☆ 1 ☆

636 28 47
                                    

Medya: Adamlar - Rüyalarda Buruşmuşum

🍀🍀🍀🍀🍀🍀🌺🍀🍀🍀🍀🍀🍀

"Aaah düne bugüne yarına baka baka vaay
Yüzümü gözümü iki çift sözümü
Kirli sepeti dibi gibi bastırıp gizlemişiim. Dım dım dım dım.
Aaah sola diye sağa düzümü tersime
Tam da başucuma saatli bombalar kurmuşum
Rüyalarda buluşmuşuuz." mükemmel sesiyle şarkı söyleyen Yankı'nın kafasına vurdum.

"Söylüyorsan doğru şekilde söyle lan şunu. Buluşmuşuz değil buruşmuşuz olucak o. Şarkının adı da buruşmuşuz zaten o halde bile nasıl yanlış söyleyebilirsin bunu anlayamıyorum cidden."

Yankı omzuna yaklaşmış saçlarını savurmaya çalıştı ama pek de başarılı olduğu söylenemezdi açıkçası.

"Ayol sana ne? İstediğim gibi söylerim çatal." Yekta'da masayı temizlemeyi bırakıp sonunda bize döndü.

Bir çatal olmadığım kalmıştı, onu da olduğuma göre ölsem de gözüm açık gitmez artık.

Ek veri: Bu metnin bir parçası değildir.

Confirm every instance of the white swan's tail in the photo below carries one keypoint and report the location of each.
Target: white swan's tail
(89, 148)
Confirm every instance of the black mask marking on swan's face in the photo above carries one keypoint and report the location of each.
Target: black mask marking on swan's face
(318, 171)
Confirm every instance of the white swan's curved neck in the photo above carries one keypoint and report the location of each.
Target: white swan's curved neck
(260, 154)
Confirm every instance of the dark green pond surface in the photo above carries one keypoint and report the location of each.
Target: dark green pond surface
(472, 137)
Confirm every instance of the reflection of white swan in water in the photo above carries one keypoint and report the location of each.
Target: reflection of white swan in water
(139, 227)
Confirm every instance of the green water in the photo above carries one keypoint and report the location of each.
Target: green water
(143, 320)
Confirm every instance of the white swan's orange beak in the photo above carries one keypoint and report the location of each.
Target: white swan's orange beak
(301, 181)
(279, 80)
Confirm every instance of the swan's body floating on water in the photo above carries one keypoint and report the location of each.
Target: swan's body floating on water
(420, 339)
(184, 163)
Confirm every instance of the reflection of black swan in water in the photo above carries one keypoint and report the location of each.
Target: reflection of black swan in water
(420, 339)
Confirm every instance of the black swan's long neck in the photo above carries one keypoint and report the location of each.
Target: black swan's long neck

"Çatal ne Yankı? Diyecek başka bir şey bulamadın mı Allah aşkına? Mal de, salak de, öküz de ne bileyim hıyar falan de ama çatal ne ya? " Yekta aklımdakilerin tercümanı olurken dik dik Yankı'ya baktım.

Bana nasıl çatal der yani?

Benim gibi güzel, çıtır biri nasıl çatal olarak adlandırılır?

"Ya ç ile başlayan bir şey diyecektim ama sonra diyeceğim şeyi unuttum. Başka bir şey bulim derken de elimdeki çatalı gördüm ve çatal olarak çıktı işte. Ne sorguluyorsunuz siz de beni. Alışamadınız mı 17 yıldır bu hallerime?" Yankı'nın söyledikleriyle büyük bir aydınlanma yaşadım.

Artık Yankı'yı sorgulamayı bırakmamız lazımdı. 'He' deyip geçsek yeterdi ona.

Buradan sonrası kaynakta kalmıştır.